SCINAI IMMUNOTHERAPEUTICS LTD. (Formerly known as BiondVax Pharmaceuticals Ltd.) – (Unaudited)

 

NOTES TO FINANCIAL STATEMENTS

U.S. dollars in thousands (except share and per share data and unless otherwise indicated)

 

NOTE 9 - SUBSEQUENT EVENTS (Cont.)

 

Based on the above and according to ASC 470-60 requirements, the Company expect that the following accounting treatment will be applied as of the agreement signing date:

 

The Preferred Shares will be measured at their fair value as of the closing date of the 2024 Amendment. The Company will recognize an increase in its shareholders’ equity for the fair value of the Preferred Shares issued. The carrying amount of the debt will be reduced by the Preferred Shares’ fair value.

 

The debt’s carrying amount will then be reduced to the total amount of the undiscounted future cash flows of the restructured debt (that is, 250,000 EUR). This additional reduction will be recognized as a debt restructuring gain in the Company’s financial statements.

 

c.$2 Million Private Equity Commitment Agreement

 

On August 20, 2024, the Company announced that it had entered into a $2 million Investment Commitment Agreement with RK Stone Miami LLC, an affiliate of Mr. Daniel Stone, the largest shareholder of the Company. Pursuant to the agreement, the Company may issue and sell ADSs to the investor, from time to time through December 31, 2024 (the “Commitment Period”), for an aggregate purchase price of up to $2 million.

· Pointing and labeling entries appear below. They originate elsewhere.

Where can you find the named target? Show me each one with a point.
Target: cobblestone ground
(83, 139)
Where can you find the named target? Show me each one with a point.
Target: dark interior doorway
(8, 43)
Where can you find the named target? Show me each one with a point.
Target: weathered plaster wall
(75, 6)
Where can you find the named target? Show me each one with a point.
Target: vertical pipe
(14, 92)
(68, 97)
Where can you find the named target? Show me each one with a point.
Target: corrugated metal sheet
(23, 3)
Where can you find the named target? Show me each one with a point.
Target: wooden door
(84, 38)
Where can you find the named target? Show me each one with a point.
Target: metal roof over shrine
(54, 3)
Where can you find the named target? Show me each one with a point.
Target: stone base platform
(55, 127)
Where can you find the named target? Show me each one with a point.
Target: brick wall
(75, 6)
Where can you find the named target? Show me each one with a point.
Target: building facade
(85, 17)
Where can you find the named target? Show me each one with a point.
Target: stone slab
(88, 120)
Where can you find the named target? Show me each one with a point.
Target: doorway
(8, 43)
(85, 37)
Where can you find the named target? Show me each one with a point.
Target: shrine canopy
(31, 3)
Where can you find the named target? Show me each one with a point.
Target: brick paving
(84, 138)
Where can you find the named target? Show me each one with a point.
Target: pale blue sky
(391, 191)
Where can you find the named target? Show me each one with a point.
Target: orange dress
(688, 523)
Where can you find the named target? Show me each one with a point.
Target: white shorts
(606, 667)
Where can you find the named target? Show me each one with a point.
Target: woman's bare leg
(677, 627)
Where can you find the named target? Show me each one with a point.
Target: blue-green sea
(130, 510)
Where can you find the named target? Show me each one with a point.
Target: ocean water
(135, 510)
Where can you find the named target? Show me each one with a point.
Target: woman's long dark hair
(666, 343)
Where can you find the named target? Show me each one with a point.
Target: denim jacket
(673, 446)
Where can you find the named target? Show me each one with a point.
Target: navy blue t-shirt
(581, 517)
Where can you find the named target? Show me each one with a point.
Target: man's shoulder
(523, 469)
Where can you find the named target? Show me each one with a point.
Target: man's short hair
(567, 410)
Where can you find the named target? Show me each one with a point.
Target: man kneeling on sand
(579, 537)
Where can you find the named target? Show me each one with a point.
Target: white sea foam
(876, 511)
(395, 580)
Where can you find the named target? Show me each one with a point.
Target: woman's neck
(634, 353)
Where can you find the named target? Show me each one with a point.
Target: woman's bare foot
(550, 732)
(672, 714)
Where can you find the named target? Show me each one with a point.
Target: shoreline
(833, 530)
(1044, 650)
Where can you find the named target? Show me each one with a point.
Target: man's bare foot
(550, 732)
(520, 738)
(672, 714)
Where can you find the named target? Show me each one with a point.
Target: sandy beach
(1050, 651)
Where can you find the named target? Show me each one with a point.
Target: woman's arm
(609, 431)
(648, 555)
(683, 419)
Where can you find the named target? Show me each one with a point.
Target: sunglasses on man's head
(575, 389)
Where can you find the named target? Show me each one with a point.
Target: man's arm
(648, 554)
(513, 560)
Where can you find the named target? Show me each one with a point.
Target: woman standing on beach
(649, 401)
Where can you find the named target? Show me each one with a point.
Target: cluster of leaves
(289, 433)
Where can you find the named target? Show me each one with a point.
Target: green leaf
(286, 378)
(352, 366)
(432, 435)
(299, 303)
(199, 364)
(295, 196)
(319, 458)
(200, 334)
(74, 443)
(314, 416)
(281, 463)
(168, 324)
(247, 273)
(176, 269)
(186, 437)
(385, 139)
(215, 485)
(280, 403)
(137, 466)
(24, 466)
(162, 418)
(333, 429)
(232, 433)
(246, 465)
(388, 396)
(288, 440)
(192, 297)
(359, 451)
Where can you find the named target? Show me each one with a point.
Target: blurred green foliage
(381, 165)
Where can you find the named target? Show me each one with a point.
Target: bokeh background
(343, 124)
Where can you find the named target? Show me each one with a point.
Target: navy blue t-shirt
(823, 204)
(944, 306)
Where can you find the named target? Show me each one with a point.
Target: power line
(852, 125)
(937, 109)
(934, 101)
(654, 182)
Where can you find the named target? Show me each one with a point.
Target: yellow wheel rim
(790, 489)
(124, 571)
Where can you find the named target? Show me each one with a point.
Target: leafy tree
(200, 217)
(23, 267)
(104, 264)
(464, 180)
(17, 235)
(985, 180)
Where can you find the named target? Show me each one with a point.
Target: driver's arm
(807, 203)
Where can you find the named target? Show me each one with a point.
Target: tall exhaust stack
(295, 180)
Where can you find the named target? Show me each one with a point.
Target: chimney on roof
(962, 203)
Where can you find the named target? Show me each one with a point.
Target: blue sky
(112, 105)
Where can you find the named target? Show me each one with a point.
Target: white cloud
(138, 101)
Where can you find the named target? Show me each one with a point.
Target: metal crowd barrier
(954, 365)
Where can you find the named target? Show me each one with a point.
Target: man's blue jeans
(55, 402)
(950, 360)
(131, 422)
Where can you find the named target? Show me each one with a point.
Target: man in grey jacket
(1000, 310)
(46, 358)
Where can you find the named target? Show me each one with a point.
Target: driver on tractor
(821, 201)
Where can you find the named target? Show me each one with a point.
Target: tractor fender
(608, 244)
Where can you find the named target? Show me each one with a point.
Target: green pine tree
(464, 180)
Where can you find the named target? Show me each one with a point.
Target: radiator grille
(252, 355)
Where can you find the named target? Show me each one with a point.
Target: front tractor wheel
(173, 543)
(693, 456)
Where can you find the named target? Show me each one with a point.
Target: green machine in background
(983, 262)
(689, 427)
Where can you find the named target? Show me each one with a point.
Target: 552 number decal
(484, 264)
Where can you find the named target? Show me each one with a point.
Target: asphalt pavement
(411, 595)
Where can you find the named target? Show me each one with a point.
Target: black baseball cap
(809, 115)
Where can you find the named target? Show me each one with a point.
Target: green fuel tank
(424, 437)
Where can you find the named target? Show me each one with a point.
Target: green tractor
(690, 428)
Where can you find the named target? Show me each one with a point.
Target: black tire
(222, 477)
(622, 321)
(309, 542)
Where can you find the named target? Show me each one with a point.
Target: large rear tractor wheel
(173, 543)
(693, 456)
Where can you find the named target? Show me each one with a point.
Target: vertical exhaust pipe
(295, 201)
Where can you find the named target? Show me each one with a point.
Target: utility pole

Each such sale of ADSs may be initiated (at the Company’s discretion) by the Company providing an advance notice to the Investor of the sale of ADSs in a minimum amount of $200,000 and a maximum amount of $500,000, provided the maximum amounts in any month may not exceed $500,000 and the Company may not provide advance notices for an aggregate amount greater than $1.5 million prior to December 1, 2024. The price of the ADSs to be purchased under any advance will be calculated based on the lower of (i) the volume weighted average price (the “VWAP”) of the daily VWAP of the ADSs for  the ten trading days prior to the Company providing the advance notice or (ii) the VWAP of the daily VWAP of the ADSs for the three trading days following the delivery of the advance notice (provided the Company may impose a minimum market price for such three day period, and in the event the market price for such period is less than the minimum market price the Company has the right to rescind the advance notice and not issue the ADSs), in either case subject to a discount of 5%.

 

Pursuant to the agreement, the Company will pay the Investor a commitment fee, which may be paid in cash or in ADSs at the option of the Company. In the event that during the Commitment Period the Company provides to the investor an advance notice, the amount of the commitment fee will be equal to $100,000, which will be payable by the Company simultaneously with the closing of the first advance. In the event the Company elects to pay such amount in the form of ADSs, the number of the ADSs will be based on the market price determined for such advance. In the event that during the Commitment Period the Company does not provide to the Investor an advance notice, the amount of the commitment fee will be equal to $40,000, which will be payable by the Company promptly following the termination of the Commitment Period. In the event the Company elects to pay such amount in the form of ADSs, the number of the ADSs will be based on the market price determined as of December 31, 2024.